Trafalgar News

Trafalgar News

Look before you leap into renting!

With many property buying decisions having been delayed by rising interest rates over the past two years, the number of prospective tenants has of course increased, and thus also the competition for rental homes, but this does not mean that tenants should be any less thorough when checking out a property or the terms of a lease.

So says Andrew Schaefer, MD of leading property management company Trafalgar, who notes that while official figures from StatsSA show that about one in five South African households lives in a rented home, this percentage has been growing since the start of 2022, and is expected to keep growing until inflation and interest rates moderate, because higher rates make it more difficult for would-be buyers to qualify for home loans.

“In addition, many existing homeowners who have had to sell their homes due to financial pressure over the past two years have opted to rent instead of buying another home, and this has added to the demand and put upward pressure on rentals. In fact, the latest PayProp Rental Index shows that the national average rate of rental growth has increased from 1,8% a year at the start of 2022 to 4,4% a year currently – with the rate being even higher in some areas.”

Consequently, he says, it has become tougher for tenants to find good rental homes at affordable prices, especially in the most sought-after areas, and made them more likely to compromise on property condition and lease terms as well as the size of the property they rent.

“But they really shouldn’t do this. While not as long-term as buying a home, renting a property is also a serious financial commitment, which is why we always advise prospective tenants to rent through responsible and reputable managing agents, who will make sure that they know everything about the property and lease conditions before entering into the rental agreement – and who will also not disappear with their deposit.”

And before they even start their search for a rental home, says Schaefer, potential tenants should work through the following checklist so that they can make informed decisions and ensure a smooth and dispute-free rental experience:

*Determine a budget and stick to it. Work out how much rent you can comfortably afford and allow for utilities, some maintenance costs and a deposit of at least one month’s rent. Then look only at properties that align with your financial capability. Compromise on size or area if you must, but not on budget as this can have a negative effect on your lifestyle. You should expect your rent to increase annually by a percentage that is usually stated in your lease agreement, so pay specific attention to that.

*Check the location. Do your own evaluation of your preferred area in terms of safety, proximity to your workplace, public transport, schools and essential amenities. Visit at different times of the day and week, if possible, to gauge noise levels and the overall ambience.

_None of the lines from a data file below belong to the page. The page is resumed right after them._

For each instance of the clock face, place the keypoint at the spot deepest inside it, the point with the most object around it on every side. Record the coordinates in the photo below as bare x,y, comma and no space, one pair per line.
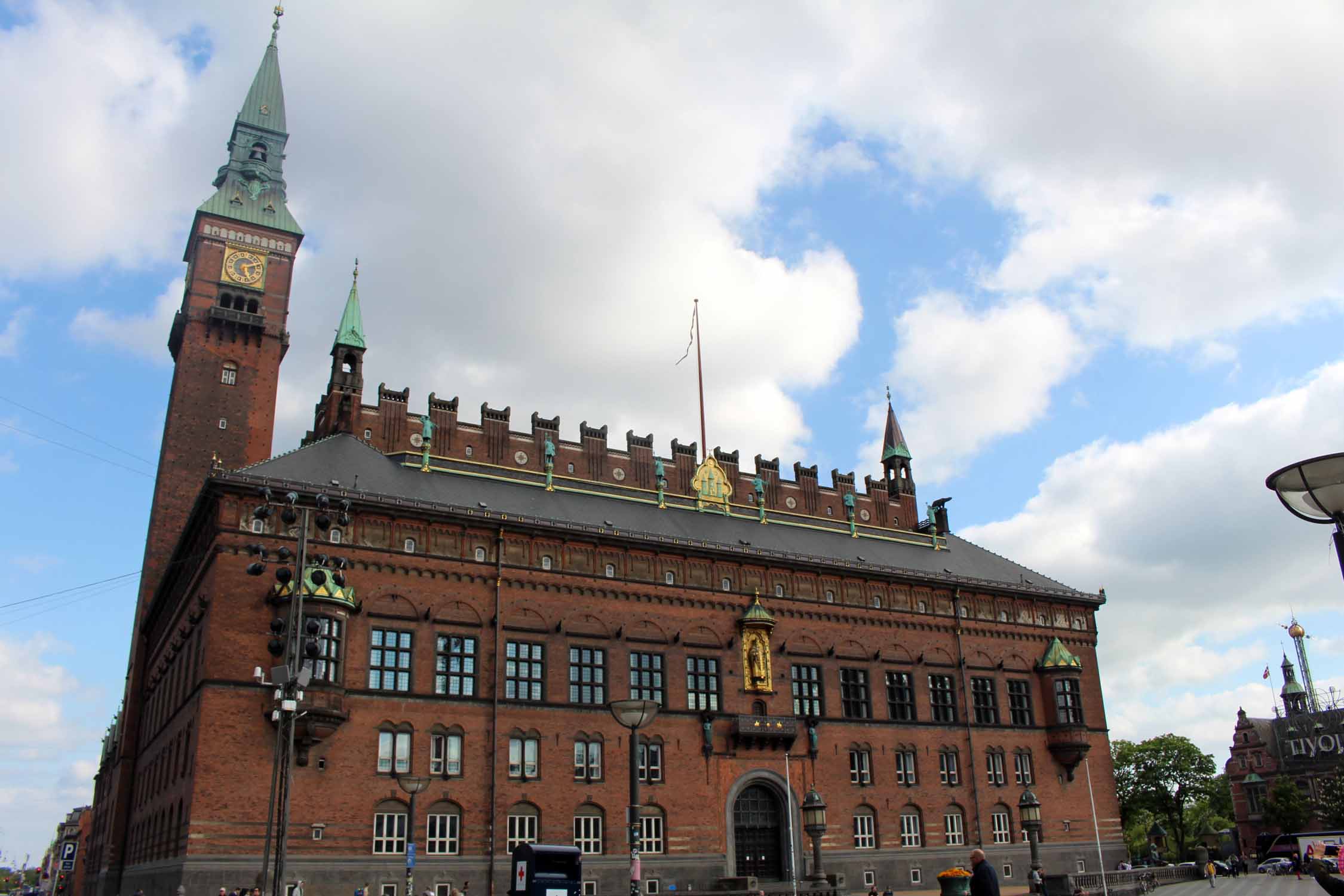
245,268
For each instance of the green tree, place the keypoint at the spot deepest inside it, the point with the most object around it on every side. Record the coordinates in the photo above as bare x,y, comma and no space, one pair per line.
1164,775
1330,808
1287,806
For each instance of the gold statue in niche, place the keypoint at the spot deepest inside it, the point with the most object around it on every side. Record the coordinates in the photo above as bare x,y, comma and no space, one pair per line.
756,625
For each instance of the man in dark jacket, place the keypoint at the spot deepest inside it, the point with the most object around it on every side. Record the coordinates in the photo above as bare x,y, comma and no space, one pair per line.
984,882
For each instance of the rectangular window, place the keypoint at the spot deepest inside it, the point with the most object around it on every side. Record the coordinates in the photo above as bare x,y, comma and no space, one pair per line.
906,768
522,758
588,759
455,665
948,768
1001,824
588,676
441,834
901,696
326,665
390,660
952,829
651,834
588,834
702,683
651,763
984,702
1069,704
859,770
941,699
523,671
389,833
807,691
1022,773
1019,703
863,836
910,832
995,769
854,694
445,754
647,676
522,829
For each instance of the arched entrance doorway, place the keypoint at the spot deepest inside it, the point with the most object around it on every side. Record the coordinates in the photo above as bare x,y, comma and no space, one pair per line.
759,833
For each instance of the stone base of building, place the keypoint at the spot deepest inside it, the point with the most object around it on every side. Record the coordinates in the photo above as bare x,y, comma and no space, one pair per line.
886,868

*Try to view the property personally. Schedule a visit to the property with the managing agent or the landlord and inspect it for any signs of damage, pests or maintenance issues. Test appliances, taps, locks and electrical outlets to ensure they are all functional. If you are relocating from another town or country, try to get a trusted friend or work colleague to visit the property on your behalf, or get the agent to do a video walkthrough.

*Understand your lease. Don’t be rushed into not reading it properly, and ensure that you understand all of it. Pay particular attention to clauses related to rent increases, maintenance responsibilities and early termination policies. Get the landlord or managing agent to clarify any ambiguous terms or conditions before signing.

*Know your landlord or managing agent. Make sure you interact with them to gauge their responsiveness and professionalism, and establish what communication channels or procedures they expect you to use in order to get swift action regarding emergency repairs.

*Familiarise yourself with your basic rights and obligations as a tenant in terms of the Rental Housing Act, and check that the lease contains names and contact details for both the landlord and yourself; an accurate description and address of the rental property; the monthly rental amount, when it is due and how it must be paid; the lease period and any notice period required; and a clause stating that your deposit will be held in a bank account that earns interest for your benefit.  

*Follow the community rules. If you are renting in a Sectional Title complex or an estate, make sure you are given a copy of the community scheme rules with regard to noise, pets, parking and use of the common areas or amenities like a pool, laundry, gym or playground. If you don’t keep to these rules, your landlord could be fined, could then pass the fine on to you and could even have grounds to cancel your lease.

*Document everything. Take photos of the property inside and out during the move-in inspection with the landlord or agent present, and make notes if necessary of any faults or damage that you notice. This will help to avoid disputes over the return of your damage deposit at the end of your lease.